Naquela noite, acabara de tomar seus psicotrópicos antes de cair em um sono dopado, e ao fechar os olhos, sonhos atordoantes e surreais o levaram para longe. No sonho ele despertava e o espelho estava ali de volta, assombrando o mundo pelo simples fato de existir. M se debateu em aflição lutando para sair daquela prisão onírica. Sobressaltado, abriu os olhos e buscou um ar que parecia queimar seus pulmões, coberto de suor frio e sentindo o pulsar do coração na garganta, sentou-se na cama, tateando na mesa de cabeceira pelos óculos, sua mão trêmula e gelada tocou a ponta de um objeto, ao desviar os olhos apertados pelo sono, e pela miopia, notou que era o espelho encostado ali, empoeirado pelo tempo.

Levantou da cama, a sensação de estar preso no sonho ainda o alarmava, tirava o fôlego. Encarou a imagem refletida a única iluminação era a luz da lua que havia do outro lado do espelho. Atrás de si uma figura se mostrou lentamente, uma garota branca quase translúcida se aproximou dele, sustentava um sorriso calmo no rosto, seus olhos revelavam ondas suaves. M ficou em silêncio, em seu refúgio. Ela tocou seu ombro com uma gentileza desumana, nenhum ser humano parecia capaz de um toque daquele, M não sabia ao certo se teria coragem de virar, de tirar os olhos do espelho, não era mais a sensação de medo que o paralisava, e sim, uma sensação de perda. Se virasse o rosto para longe da imagem refletida perderia aquele momento sereno para sempre. Sua imagem ali era tão jovial e tão arrebatadoramente feliz, no espelho fazia sol apesar do quarto estar envolvido no breu de uma madrugada gélida e chuvosa. Ele não sabia se tinha falado ou apenas pensado mas pediu, quase em uma súplica, para que a garota-com-olhos-de-mar não fosse embora. O medo de voltar a ver a imagem horripilante do velho insano em seu próprio rosto transformado havia desaparecido, a angústia, a insônia, o pânico e o tédio, a monotonia de sua alma haviam desaparecido. Seu rosto no espelho era de alguém cheio de sonhos. Ele sorria como se o sol estivesse preso dentro de si, e seus olhos queimavam não por lágrimas, mas por transbordamento de alegrias.
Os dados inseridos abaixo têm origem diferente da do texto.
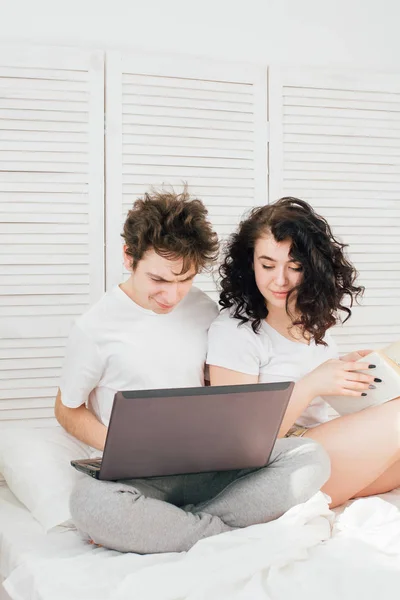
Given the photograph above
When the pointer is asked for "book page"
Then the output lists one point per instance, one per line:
(393, 352)
(388, 389)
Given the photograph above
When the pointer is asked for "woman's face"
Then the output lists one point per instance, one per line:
(275, 271)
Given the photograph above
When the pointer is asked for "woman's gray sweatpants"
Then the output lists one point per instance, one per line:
(170, 514)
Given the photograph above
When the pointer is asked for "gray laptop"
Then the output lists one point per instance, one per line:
(190, 430)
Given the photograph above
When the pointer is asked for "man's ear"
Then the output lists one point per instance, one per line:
(126, 258)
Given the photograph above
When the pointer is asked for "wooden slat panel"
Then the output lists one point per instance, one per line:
(339, 141)
(51, 161)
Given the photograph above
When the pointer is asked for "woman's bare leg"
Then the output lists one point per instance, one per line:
(364, 448)
(388, 481)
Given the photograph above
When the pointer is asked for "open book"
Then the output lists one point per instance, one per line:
(387, 363)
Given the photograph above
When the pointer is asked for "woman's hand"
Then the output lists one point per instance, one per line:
(356, 355)
(337, 377)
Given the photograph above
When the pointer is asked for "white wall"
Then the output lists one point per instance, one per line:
(354, 33)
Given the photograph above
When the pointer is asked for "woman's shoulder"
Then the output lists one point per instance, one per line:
(228, 322)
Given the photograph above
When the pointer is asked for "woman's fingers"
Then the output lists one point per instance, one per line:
(356, 366)
(363, 377)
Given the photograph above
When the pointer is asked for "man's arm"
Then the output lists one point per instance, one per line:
(81, 423)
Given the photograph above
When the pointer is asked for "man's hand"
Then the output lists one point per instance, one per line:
(81, 423)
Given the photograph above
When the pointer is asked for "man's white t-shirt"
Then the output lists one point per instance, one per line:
(118, 345)
(270, 356)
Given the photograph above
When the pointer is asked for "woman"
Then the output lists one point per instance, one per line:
(284, 282)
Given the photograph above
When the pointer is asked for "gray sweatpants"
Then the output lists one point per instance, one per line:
(170, 514)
M sentiu o corpo vivo, pertencia a si mesmo, estava sob seu próprio controle. O mundo poderia ser seu se quisesse, sentia-se tão capaz de ser quem era que por um momento aquela madrugada transformou-se na eternidade de instantes felizes que são soprados para longe pela dura realidade metálica do abandono. Com a intensidade dos trovões lá fora o espelho espatifou-se. Aquele momento escapou por seus dedos frios, M sentou-se na cama, as mãos na cabeça, sentindo aquela tormenta da insanidade antiga e torturante voltar a espreita-lo do escuro, mas quando se obrigou sofregamente a levantar o rosto o que viu foram os primeiros raios do dia ultrapassando a chuva que insistia em cair. Sentiu o calor tímido e molhado tocar seu rosto pela janela entreaberta. Aquela sensação de tormenta parecia encolher-se cada vez dentro da imagem que viu refletida pela última vez no espelho que agora jazia estraçalhado em cacos minúsculo que reluziam. M sobrevivera a si mesmo.